Осадные страдания начали потихоньку подтачивать дух парижан. Установили хлебный паек: 300 граммов для взрослых, 150 граммов для детей.
При этом известии глухая ярость овладела народом. Женщины хранили мужественное спокойствие, а мужчины озлобились. То и дело вспыхивали ссоры, становившиеся все острее; одни стремились к войне до победного конца, другие — к миру.
Однажды, когда я вошла в комнату Франца Майера и принесла ему еду, он разъярился до смешного, бросив свою курицу на пол и заявив, что не желает больше ничего есть, совсем ничего, так как его обманули, сказав, что парижане сдадутся, не протянув и двух дней, а вот уже семнадцать дней, как он в госпитале, и ему все еще дают курицу.
Он не знал, бедняга, что в самом начале осады я купила сорок кур и шесть гусей, которых держала в своей туалетной комнате на Римской улице. О, моя туалетная комната выглядела прекрасно!.. Но Францу я внушала, что в Париже полно кур, уток, гусей и прочей двуногой живности.
Между тем обстрел продолжался. И однажды ночью мне пришлось перенести всех больных в подвалы «Одеона», ибо в тот момент, когда госпожа Герар помогала одному раненому лечь в постель, на эту самую постель, между ней и офицером, упал снаряд. Я до сих пор содрогаюсь при мысли о том, что тремя минутами позже несчастного человека, улегшегося на кровать, убило бы, хотя снаряд и не разорвался.
Однако мы не могли долго оставаться в подвалах. Поднималась вода, да и крысы нас изрядно мучили. Поэтому я решила перевести госпиталь в другое место, а самых тяжелых отправила в Валь-де-Грас. У себя я оставила человек двадцать выздоравливающих. Чтобы устроить их, я сняла огромную пустующую квартиру на улице Тебу, 58. И там дождалась перемирия. Меня одолевала смертельная тревога. От своих я уже давно не получала никаких вестей. Я перестала спать. От меня осталась одна тень.
Жюлю Фавру[1] было поручено вести переговоры с Бисмарком. Ах, эти два дня предварительных переговоров были для осажденных самыми тревожными. Ходили невероятные слухи о безумных, непомерных требованиях немцев, которые не проявляли особой нежности к побежденным. Потом наступил момент всеобщего замешательства: стало известно, что придется выплачивать двести миллионов, причем сразу, немедленно, а финансовые дела находились в таком плачевном состоянии, что мы содрогались при мысли, что не удастся собрать эти двести миллионов.

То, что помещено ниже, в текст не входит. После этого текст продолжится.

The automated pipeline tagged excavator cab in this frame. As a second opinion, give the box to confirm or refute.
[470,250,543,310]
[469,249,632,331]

Барон Альфонс де Ротшильд, запертый в Париже вместе с женой и братьями, поставил свою подпись в виде гарантии на эти двести миллионов. Этот благородный жест был очень скоро забыт. Находятся даже такие, кто вовсе отрицает его. Ах, сколь унизительна для цивилизованного человечества неблагодарность толпы! Ибо неблагодарность — это зло белых народов, как говорил один краснокожий, и он был прав.